Fig 6. Rab11 is involved in fast and directed RNP movements.

a) Time series of live images of A549 cells transiently expressing mCherry-Rab11a (red) and infected for 18h with RSV-GFP-N (in green). Images were visualized after gaussian filter fixed at 0.5. Positions of a RNP moving together with a mCherry-Rab11a positive object are pointed out by yellow (RNP) and orange (Rab11a) arrow heads. The last image shows a time projection (T Pro). Scale bar 2μm. b to f) A549 cells were transiently transfected with siRNA targeting Rab11a or non targeting ones (NT) for 48h then infected with RSV-GFP-N for 18 h before live-imaging and track analysis. b, c) Centered projection of the tracks of RNPs in a NT (c) or Rab11a (d) KO cells analyzed during 60 s. Representative images. d, e and f) Each data point represents the median of track maximum speed, track velocity and track displacement from one individual cell. ** p< 0.01, * p<0.05 using t test with Welch’s correction. Data are from 19 cells (NT) and 18 cells (Rab11a) from 3 independent experiments.
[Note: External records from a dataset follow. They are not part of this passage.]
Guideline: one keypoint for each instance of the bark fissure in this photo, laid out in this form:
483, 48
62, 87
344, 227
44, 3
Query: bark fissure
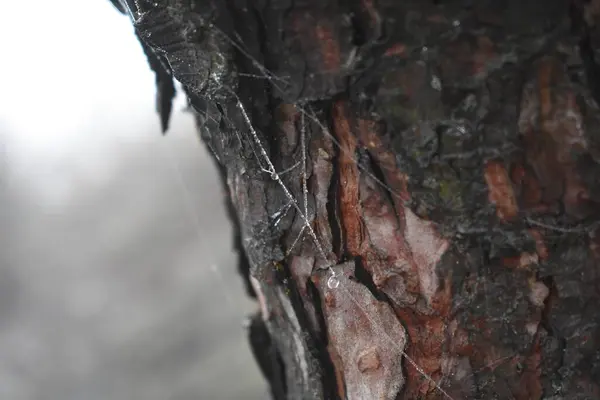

Fig 7. Co-immunoprecipitation of Rab11a and RSV RNPs in infected cells.

(a) A549 stably expressing HA-Rab11a were infected with RSV-GFP, RSV-GFP-N or RSV-L-GFP as indicated for 16h, lysed and incubated with beads against GFP. Cell Lysates and bound fractions were analyzed by western-blot using rabbit polyclonal anti-N, anti-P and anti-HA antibodies. One representative experiment out of 3 (RSV-GFP-N) or 2 (RSV-L-GFP) is shown. (b) A549 WT or stably expressing HA-Rab11a as indicated were infected with RSV for 16h, lysed and incubated with beads against HA. Western blot analysis of the co-immunoprecipitated proteins is shown. One representative experiment out of 2.